Das Physikalische Kolloquium am 13. Mai 2024
Prof. Anna Isaeva, Universität van Amsterdam, Niederlande, spricht am Montag, den 13. Mai 2024, 17 Uhr s. t., im HS 04 (F.10.01) über "Atomic intermixing as a tool to design the magnetic ground state in magnetic topological insulators"
Abstract
Magnetic topological materials are a hotbed for exotic quantum phenomena such as the quantum anomalous Hall effect (QAHE), the topological magneto-electric effect, new topological states like axion insulators and magnetic Weyl semimetals. In reply to the high demand for optimized material systems, magnetic topological insulators made a decade-long journey [1] from extrinsically doped Bi2Te3 and (Cr,V)Bi2(Se,Te)3 heterostructures, on which the QAHE was experimentally discovered [2], to the intrinsically magnetic van der Waals material MnBi2Te4 [3]. The QAHE was observed in MnBi2Te4 thin films at notably higher temperatures of 6 K [4] than in [2], pointing at a perspective pathway of materials optimization towards more robust quantum effects. Since the bulk MnBi2Te4 is an A-type antiferromagnet with TN = 25 K, the task of fabricating structurally similar ferri- or ferromagnets with an increasing TC is pertinent.
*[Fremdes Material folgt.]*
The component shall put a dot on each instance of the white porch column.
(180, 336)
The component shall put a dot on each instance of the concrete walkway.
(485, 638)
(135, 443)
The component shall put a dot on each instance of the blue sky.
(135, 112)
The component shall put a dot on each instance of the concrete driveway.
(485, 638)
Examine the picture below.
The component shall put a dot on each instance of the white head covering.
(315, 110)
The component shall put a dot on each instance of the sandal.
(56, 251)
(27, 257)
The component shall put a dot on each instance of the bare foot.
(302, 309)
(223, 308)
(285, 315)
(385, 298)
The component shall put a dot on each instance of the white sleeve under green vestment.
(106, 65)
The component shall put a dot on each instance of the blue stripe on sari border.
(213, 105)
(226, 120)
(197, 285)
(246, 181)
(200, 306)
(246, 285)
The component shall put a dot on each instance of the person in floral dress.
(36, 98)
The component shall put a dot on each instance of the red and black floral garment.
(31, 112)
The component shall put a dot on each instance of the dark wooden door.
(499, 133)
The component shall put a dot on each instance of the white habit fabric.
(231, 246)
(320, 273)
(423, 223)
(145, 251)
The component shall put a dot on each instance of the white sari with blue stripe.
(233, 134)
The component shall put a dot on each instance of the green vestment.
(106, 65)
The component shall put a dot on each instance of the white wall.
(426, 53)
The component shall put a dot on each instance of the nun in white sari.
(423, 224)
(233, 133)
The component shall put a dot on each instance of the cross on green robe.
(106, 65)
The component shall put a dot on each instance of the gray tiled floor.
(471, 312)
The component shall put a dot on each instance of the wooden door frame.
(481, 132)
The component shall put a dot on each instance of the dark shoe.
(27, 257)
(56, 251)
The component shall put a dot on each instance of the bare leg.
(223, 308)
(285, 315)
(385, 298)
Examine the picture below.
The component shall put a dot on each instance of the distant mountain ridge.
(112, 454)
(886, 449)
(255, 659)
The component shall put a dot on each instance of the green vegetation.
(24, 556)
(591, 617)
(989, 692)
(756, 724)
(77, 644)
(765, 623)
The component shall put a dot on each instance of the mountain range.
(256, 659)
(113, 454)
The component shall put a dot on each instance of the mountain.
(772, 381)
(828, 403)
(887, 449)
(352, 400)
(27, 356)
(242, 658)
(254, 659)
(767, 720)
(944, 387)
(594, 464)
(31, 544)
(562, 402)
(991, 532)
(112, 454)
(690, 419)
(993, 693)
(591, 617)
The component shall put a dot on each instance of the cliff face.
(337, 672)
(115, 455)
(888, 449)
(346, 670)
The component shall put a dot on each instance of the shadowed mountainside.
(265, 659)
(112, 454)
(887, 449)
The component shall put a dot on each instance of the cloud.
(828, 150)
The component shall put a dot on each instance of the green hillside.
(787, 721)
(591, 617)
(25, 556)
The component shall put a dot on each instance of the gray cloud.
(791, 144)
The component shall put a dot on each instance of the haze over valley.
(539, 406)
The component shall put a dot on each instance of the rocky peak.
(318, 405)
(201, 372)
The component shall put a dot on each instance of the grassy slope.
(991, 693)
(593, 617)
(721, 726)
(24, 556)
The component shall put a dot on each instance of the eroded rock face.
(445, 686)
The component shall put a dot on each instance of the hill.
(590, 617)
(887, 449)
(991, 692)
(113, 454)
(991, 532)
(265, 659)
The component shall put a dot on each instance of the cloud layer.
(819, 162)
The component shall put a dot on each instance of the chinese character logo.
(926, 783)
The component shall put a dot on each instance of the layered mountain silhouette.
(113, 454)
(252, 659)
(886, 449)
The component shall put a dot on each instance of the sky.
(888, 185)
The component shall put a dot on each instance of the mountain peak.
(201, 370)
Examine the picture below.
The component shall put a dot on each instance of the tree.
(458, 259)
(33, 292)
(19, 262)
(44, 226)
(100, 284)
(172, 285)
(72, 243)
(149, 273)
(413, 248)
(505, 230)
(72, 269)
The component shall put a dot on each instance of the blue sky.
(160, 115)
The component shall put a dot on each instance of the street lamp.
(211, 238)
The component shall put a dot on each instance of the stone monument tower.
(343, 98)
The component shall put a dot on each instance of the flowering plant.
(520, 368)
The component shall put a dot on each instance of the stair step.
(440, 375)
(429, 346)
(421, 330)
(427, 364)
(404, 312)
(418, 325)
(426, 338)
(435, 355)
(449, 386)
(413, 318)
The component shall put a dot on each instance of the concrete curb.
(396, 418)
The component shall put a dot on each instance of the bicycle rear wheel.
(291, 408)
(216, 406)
MnBi2Te4 is the progenitor of a family of van der Waals materials (MnX2Te4)(X2Te3)n, X = Sb or Bi, n = 0–4, which I will introduce in my talk. Their crystal lattices are ordered stacking variants of septuple (MnX2Te4) layers hosting an ordered magnetic sublattice of Mn(II) atoms and of n quintuple (X2Te3) spacers. Varying intralayer and interlayer magnetic exchange couplings foster a rich palette of possible magnetic ground states, including ferri- and ferromagnetic. Besides the stacking order, a more subtle factor – Mn/X site intermixing [5] – influences the long-range magnetic order greatly. This phenomenon is particularly prominent in Mn1±xSb2Te4 where it raises the Curie temperature of a ferrimagnetic-to-paramagnetic transition from 27 to 58 K, while x varies in the range of 0.1–1.0 [6-9]. At higher x values, we document a structure transition to the cubic lattice symmetry in Mn2.7Sb1.3Te4 and Mn2.1Ge0.4Sb0.9Te4 which alters the band topology and magnetic order notably. Mn-enrichment results in very different ground states: whereas Mn2.7Sb1.3Te4 is a ferromagnet with the record high TC = 73 K, that bring magnetic topological materials close to the liquid nitrogen limit, Mn2.1Ge0.4Sb0.9Te4 is an antiferromagnet with TN = 25 K. With an aid of the ab initio calculations we look into the origins of this strong difference.